When was the last time your team did a content audit on your marketing assets ?
A qualitative assessment of your content is a best practice – it’ll help identify messaging that’s out of date, improve relevancy for new audiences as well as overall organization for your content.
Everything from your website (and landing pages), blogs, social media channels/pages, posts, and third-party content/event is a good start for a content audit. Don’t stop there, there’s value in extending the audit to product briefs, whitepapers, use cases, customer success stories, ebooks, webinars, videos, and recorded live streams.
Do you know how your content measures up against your business goals? And why is that important? If you’ve never done a content audit, it can be overwhelming to get it started, try focusing and prioritizing on what content needs action, then start identifying low-quality content to clean up or remove.
Does your content meet your audience’s needs?
Is your content findable?
Is your content easy to digest?
Is your content actionable?
Time to get started evaluating content quality and value:
Is the content relevant? Yes or No
What’s the purpose of the content? Is it Informative or Actionable? Does the content educate or influence the audience? Or is the content meant to move the reader to take action (fill out a form)?

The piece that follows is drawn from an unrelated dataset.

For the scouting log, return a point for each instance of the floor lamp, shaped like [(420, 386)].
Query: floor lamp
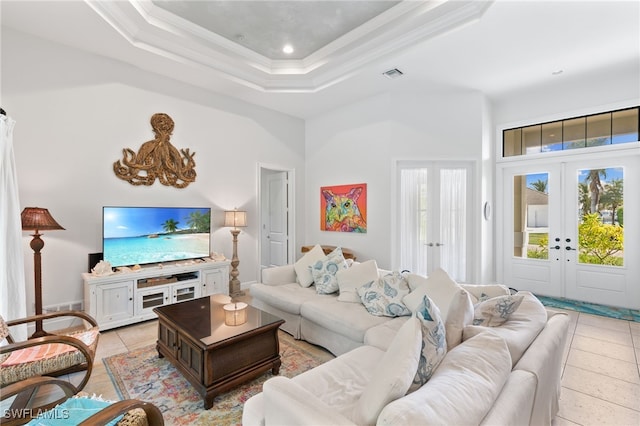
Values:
[(38, 219), (235, 219)]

What is the value of the content? Is it critical to the goals and strategy of the business and or does it support your brand?
How valuable is your content to your audience? In order to identify the value, you have to measure audience engagement (web visits, time on page, clicks). If you don’t measure engagement, you’re just speculating.
What’s the tone of your content? Does it support the brand voice, persona(s), and buyer’s journey? Does it represent the voice of the company or the product team?
How accurate is your content? Does it represent the current view of messaging or product information?
One of the more important aspects of content/content marketing that you’ll have to address is EAT. It’ll be difficult to measure in your organization but it’s important to Google – since they represent a large part of US search – it’s also critical for your business.
Expertise in content is demonstrating that you (or your company) have the domain expertise. Being an Authority is the natural progression of that expertise. Trust, howsoever, is built over time – think of your favorite ‘trusted’ brands, they took years to build.
There’s no quick way to build up EAT, if you haven’t started – there’s no time like now to start.
Use this list as an audit checklist and a foundation of a scoring system.
Audience: Identify the relevant audience and match it to the right content asset. Your audiences will include customers, prospects, internal, press/media etc.
Industry: If your content is developed for a particular industry – be sure to identify it by industry. Some of your content will have broad appeal – list it as general or multi.
Service / Product: Your company could offer services, a product(s), or both – identify your content accordingly.
Key topic: When reviewing content that is editorial in nature (blogs, case studies, eBooks, etc) identify each asset for its key topic for easier categorization and access
Funnel: Is your sales and marketing content applicable to the stages of your prospect/customer journey? You’ll want to identify and categorize the content asset by TOFU, MOFU, and BOFU (top, middle, bottom of the funnel).
Objective: What’s this content purpose/objective? Brand awareness, sales, lead generation, etc.
Map your content to your audience persona’s buyers’ journeys. (TOFU, MOFU, BOFU)
(use a comprehensive multi-touch attribution approach i.e. website, social, third-party)
Once the audit is completed you’ll have the confidence that your content is positioned to perform, on-brand, current, and valuable to your audience.